Ali Tongyi Qianqian Releases Qwen2.5-Turbo AI Model: Supports 1 Million Tokens Contexts, Processing Time Reduced to 68 Seconds

Nov. 19, 2012 (Newswire.com) - AliThousand Questions on TongyiYesterday (November 18), a blog post was published announcing that after months of optimization and polishing, in response to community requests for a longer Context LengthThe Qwen2.5-Turbo has been launched.
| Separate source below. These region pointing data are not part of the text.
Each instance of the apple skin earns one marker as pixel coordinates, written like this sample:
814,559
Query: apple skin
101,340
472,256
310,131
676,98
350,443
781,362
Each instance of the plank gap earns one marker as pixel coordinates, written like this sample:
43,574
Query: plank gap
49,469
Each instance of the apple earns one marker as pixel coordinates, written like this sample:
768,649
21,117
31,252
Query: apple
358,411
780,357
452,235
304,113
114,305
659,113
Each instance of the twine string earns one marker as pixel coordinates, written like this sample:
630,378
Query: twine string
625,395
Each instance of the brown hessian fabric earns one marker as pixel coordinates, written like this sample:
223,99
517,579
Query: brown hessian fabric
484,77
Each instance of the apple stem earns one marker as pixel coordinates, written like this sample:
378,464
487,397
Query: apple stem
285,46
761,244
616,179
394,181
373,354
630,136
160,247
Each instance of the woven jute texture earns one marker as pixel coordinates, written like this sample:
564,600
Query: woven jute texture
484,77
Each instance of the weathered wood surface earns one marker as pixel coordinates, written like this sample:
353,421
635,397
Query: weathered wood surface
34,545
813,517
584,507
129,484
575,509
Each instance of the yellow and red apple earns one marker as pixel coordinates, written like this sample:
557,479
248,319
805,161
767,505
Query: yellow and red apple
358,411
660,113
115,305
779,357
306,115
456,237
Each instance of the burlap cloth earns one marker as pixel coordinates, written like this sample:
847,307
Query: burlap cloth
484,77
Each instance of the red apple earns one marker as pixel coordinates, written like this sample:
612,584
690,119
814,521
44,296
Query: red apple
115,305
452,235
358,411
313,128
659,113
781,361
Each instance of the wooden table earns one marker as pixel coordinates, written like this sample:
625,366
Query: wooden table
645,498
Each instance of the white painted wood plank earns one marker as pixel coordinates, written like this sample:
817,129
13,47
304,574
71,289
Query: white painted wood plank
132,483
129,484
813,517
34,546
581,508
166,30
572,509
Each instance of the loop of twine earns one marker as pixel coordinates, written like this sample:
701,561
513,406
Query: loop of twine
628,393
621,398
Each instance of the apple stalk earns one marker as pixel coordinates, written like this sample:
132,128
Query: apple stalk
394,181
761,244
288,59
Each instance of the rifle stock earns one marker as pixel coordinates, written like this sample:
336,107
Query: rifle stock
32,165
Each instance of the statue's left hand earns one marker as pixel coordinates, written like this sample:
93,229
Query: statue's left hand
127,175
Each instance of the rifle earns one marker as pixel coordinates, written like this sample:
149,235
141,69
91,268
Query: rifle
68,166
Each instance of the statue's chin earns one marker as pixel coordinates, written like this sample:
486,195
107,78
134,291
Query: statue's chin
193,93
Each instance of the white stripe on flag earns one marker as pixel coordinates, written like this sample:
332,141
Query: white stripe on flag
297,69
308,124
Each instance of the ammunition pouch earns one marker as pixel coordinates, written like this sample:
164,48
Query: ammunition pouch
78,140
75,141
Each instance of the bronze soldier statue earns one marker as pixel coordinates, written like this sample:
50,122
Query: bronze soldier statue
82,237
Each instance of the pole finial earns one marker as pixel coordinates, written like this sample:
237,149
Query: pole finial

Open Source AI Models.

Ali Tongyi Qianqian Releases Qwen2.5-Turbo AI Model: Supports 1 Million Tokens Contexts, Processing Time Reduced to 68 Seconds

Qwen2.5-Turbo extends the context length from 128,000 to 1 million tokens, an improvement equivalent to about 1 million English words or 1.5 million Chinese characters, which can hold 10 complete novels, 150 hours of speech, or 30,000 lines of code.

Note: Context Length (CL) is the maximum length of text that can be considered and generated by a Large Language Model (LLM) in Natural Language Processing (NLP) in a single processing session.

The model achieves 100% accuracy on the 1M-token Passkey retrieval task with a RULER long text evaluation score of 93.1, outperforming GPT-4 and GLM4-9B-1M.

Ali Tongyi Qianqian Releases Qwen2.5-Turbo AI Model: Supports 1 Million Tokens Contexts, Processing Time Reduced to 68 Seconds

By integrating sparse attention mechanisms, the team reduced the time from processing 1 million tokens to outputting the first tokens from 4.9 minutes to 68 seconds, a 4.3-fold increase in speed, which significantly improves the model's response efficiency and makes it more responsive when processing long texts.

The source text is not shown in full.